Il rispetto che Mario, prima, e Gianmaria Buccellati, in seguito,
avevano nutrito verso le tecniche rinascimentali e medicee è
rappresentato, tra gli altri, da straordinari pezzi, come lo ‘Scrigno mediceo’,
un prezioso manufatto di forma decagonale, primo oggetto pensato e
realizzato da Gianmaria Buccellati per la sua collezione. Esso riprende i
motivi d’ispirazione classica, dai volumi particolarmente originali,
che si rifanno ai più celebrati canoni architettonici dell’epoca
rinascimentale, al disegno decorativo che riprende i particolari delle
formelle o lesene dei marmi o dei legni dell’epoca, fino ad arrivare ai
colori essenziali dell’oro dell’acciaio e dei brillanti.
Le decorazioni, in oro traforato e modellate con incisioni
raffinatissime, sono riportate su lastra d’acciaio brunito color canna
di fucile, a loro volta fissate all’interno di profili che segnano le
forme della scatola.
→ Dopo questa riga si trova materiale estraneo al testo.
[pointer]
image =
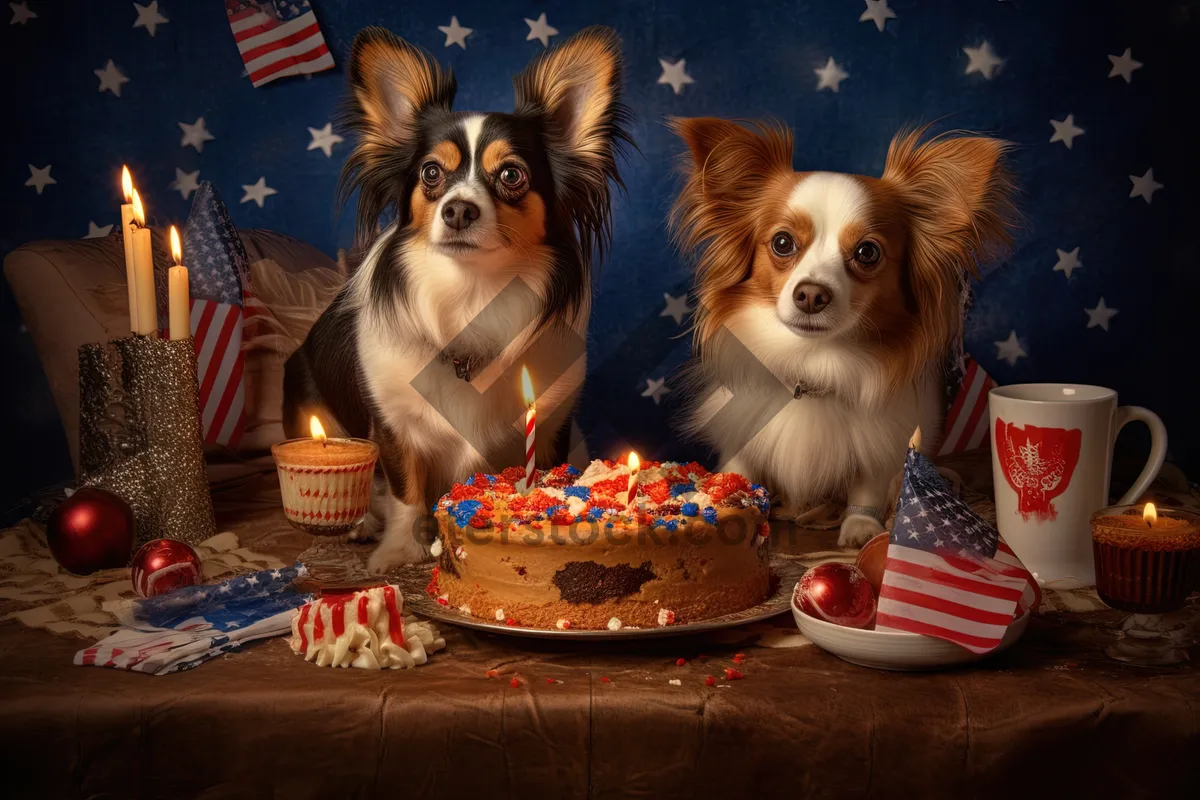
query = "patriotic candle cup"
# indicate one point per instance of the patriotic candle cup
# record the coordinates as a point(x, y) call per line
point(325, 482)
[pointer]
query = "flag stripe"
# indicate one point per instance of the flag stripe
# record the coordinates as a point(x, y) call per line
point(973, 643)
point(293, 61)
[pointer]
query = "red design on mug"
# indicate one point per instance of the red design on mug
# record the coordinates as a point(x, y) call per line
point(1038, 464)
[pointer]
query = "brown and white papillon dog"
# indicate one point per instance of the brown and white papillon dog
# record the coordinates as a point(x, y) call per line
point(828, 304)
point(420, 349)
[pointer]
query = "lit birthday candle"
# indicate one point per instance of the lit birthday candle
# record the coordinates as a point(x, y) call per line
point(531, 426)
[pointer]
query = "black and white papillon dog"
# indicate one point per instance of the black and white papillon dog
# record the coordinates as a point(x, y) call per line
point(479, 232)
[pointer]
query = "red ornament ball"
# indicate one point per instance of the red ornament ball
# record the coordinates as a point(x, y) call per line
point(91, 530)
point(838, 594)
point(163, 565)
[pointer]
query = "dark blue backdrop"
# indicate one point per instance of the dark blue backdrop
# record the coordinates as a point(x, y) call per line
point(745, 59)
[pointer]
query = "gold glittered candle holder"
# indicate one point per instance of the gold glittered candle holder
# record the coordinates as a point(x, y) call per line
point(325, 482)
point(139, 434)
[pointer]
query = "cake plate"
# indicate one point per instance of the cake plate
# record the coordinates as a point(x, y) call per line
point(784, 573)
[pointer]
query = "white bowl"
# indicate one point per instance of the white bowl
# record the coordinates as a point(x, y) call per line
point(894, 650)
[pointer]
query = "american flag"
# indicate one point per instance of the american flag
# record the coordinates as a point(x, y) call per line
point(948, 572)
point(221, 305)
point(277, 38)
point(966, 423)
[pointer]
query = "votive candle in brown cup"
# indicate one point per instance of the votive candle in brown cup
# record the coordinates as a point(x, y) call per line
point(325, 483)
point(1147, 559)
Tutti i profili sono modellati a foglie ricorrenti
mentre, al centro del coperchio, un rosone incassato in brillanti, si
equilibra con i brillanti nei piccoli rosoni che completano la
decorazione delle formelle.
Anche la purezza delle forme neoclassiche influenzò Gianmaria Buccellati. Ne è un esempio il ‘Cratere delle Muse’
(1981), una coppa di giada che celebra il mito delle nove divinità
delle arti nella tradizione greca. Particolarmente intenso è il
contrasto di colori tra il verde del blocco di giada e l’oro giallo e
l’argento, tempestati con oltre 2000 zaffiri cabochon, della base e del
bordo, sul quale sono incisi i nomi delle muse.
Accompagna la mostra un catalogo Skira.